In honour of his beloved wife, Leif reached St Jean Pied de Port at the foothills of the Pyrenees, and began the Pilgrims’ Walk. He is not a religious man but he wanted to fulfil the wish of his wife. For a month, he walked and walked crossing over to Span from France. On the way, he met Isabella Sanchez and they separated and they met and they separated. When he walked by himself, he communicated to himself within himself clarifying to himself the happenings of his life. During the walk, he felt the aches of the body, the anxieties of the mind, and the insecurities of the heart; but by the end of the walk his aches vanished from the body, the anxieties of the mind disappeared, and the insecurities of the heart receded.
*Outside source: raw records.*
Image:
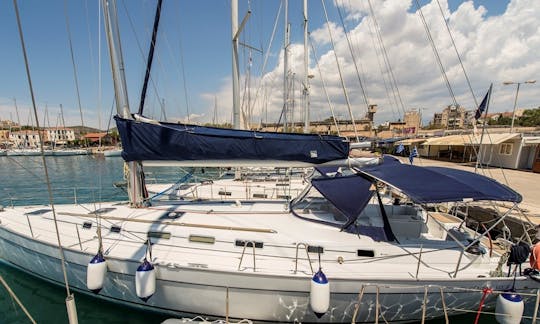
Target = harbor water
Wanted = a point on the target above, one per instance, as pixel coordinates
(82, 179)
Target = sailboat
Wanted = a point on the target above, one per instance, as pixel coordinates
(365, 240)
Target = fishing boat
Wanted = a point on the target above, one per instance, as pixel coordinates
(366, 239)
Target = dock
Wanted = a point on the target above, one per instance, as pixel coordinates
(525, 182)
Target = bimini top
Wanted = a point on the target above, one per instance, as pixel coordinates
(438, 184)
(146, 140)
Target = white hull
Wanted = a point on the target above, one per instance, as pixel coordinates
(193, 277)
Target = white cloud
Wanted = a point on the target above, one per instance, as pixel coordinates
(492, 49)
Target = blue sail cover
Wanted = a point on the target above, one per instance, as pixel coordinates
(438, 184)
(143, 141)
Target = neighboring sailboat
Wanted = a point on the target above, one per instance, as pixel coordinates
(339, 252)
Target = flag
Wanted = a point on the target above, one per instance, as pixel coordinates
(413, 154)
(483, 104)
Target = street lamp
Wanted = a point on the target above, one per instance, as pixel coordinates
(515, 100)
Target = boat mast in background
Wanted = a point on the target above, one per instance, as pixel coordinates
(306, 80)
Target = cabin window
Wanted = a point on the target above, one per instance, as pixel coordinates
(365, 253)
(101, 211)
(315, 249)
(506, 149)
(202, 239)
(242, 243)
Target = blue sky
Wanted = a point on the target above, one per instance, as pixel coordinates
(194, 42)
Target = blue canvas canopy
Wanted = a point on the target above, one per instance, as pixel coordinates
(144, 141)
(438, 184)
(350, 195)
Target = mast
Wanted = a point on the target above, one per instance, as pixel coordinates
(306, 80)
(286, 67)
(134, 180)
(235, 68)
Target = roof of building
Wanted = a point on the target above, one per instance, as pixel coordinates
(470, 139)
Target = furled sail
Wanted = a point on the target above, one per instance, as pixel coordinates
(148, 140)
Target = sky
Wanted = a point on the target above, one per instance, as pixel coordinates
(392, 62)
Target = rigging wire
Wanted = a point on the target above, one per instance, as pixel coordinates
(267, 55)
(73, 61)
(340, 74)
(437, 56)
(334, 119)
(364, 94)
(150, 56)
(49, 188)
(140, 47)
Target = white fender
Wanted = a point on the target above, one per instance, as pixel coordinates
(319, 297)
(509, 308)
(145, 280)
(96, 272)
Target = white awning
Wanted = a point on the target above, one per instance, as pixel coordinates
(410, 141)
(531, 140)
(469, 139)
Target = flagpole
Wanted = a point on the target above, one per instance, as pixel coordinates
(478, 157)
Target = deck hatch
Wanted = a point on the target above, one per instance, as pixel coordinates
(101, 211)
(202, 239)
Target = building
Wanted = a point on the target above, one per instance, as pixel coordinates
(4, 138)
(413, 122)
(25, 138)
(505, 150)
(96, 138)
(59, 135)
(7, 124)
(452, 117)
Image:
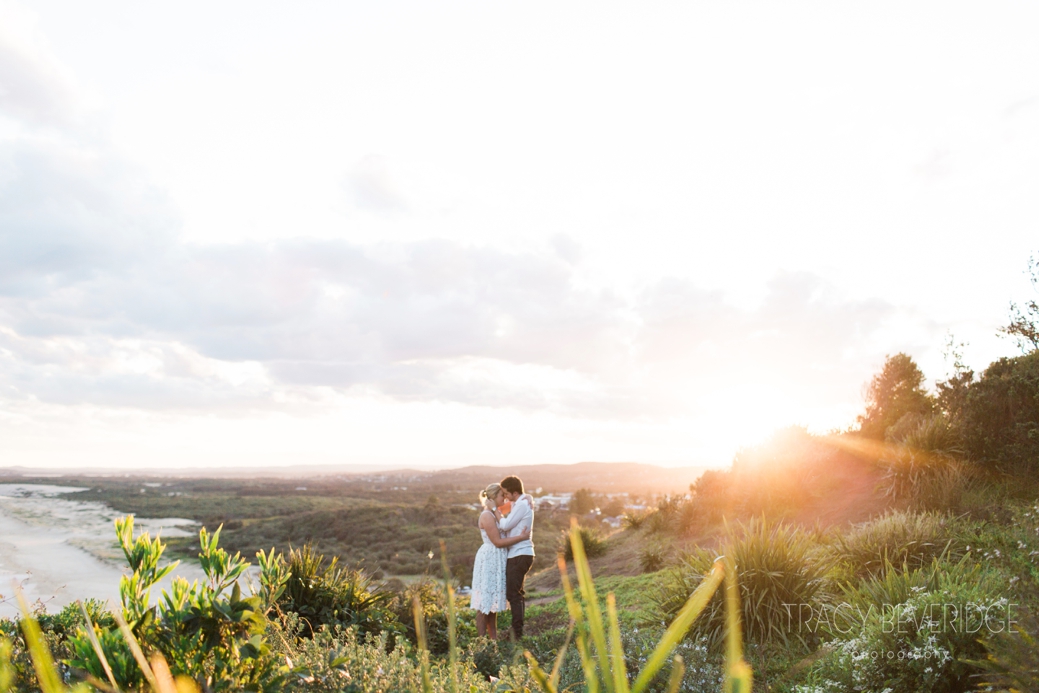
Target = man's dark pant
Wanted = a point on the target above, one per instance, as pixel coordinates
(515, 574)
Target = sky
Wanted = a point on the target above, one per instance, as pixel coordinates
(429, 235)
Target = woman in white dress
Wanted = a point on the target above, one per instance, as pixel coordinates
(488, 568)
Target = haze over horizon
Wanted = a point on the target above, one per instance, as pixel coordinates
(416, 236)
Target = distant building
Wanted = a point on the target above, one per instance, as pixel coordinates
(554, 501)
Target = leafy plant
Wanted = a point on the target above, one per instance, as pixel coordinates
(598, 640)
(325, 593)
(654, 557)
(912, 631)
(210, 632)
(591, 539)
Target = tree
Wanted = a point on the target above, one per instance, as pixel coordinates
(1024, 324)
(896, 392)
(997, 415)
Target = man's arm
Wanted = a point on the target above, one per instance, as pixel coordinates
(520, 512)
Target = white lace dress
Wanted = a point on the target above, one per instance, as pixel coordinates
(488, 578)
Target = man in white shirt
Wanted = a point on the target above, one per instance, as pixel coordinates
(521, 555)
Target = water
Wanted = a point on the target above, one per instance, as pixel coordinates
(58, 550)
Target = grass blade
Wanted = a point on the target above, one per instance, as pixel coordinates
(694, 606)
(452, 636)
(677, 671)
(6, 671)
(97, 645)
(593, 614)
(739, 676)
(577, 617)
(135, 649)
(420, 634)
(561, 656)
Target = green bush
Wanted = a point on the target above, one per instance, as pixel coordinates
(776, 565)
(997, 416)
(898, 537)
(654, 557)
(911, 631)
(924, 465)
(1012, 663)
(593, 542)
(322, 592)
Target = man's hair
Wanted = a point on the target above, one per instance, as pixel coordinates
(512, 484)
When he finally reached his destination, the cathedral in Camino de Santiago, he felt to his knees in front of Saint James the apostle. And he went to see the Romans’ end of the world: Cape Finisterre. At the known end of the world, again, he met Isabella!
♣ ♣ ♣
“Will do,” replied Mats intending to open the unopened letter from Francesca who left him for Leif more than twenty-five years ago.
Isabella Sanchez finished her conversation over the phone, and without being introduced by Leif to Mats, she told Mats as sincerely as an angel, unaware of the woman between the two men: “Do yourself some good, go on a walking tour or do something.”
Feeling the flapping of a flock of pigeons descending down to the bridge, they departed in opposite directions to their destinations for the day and with thoughts for the night.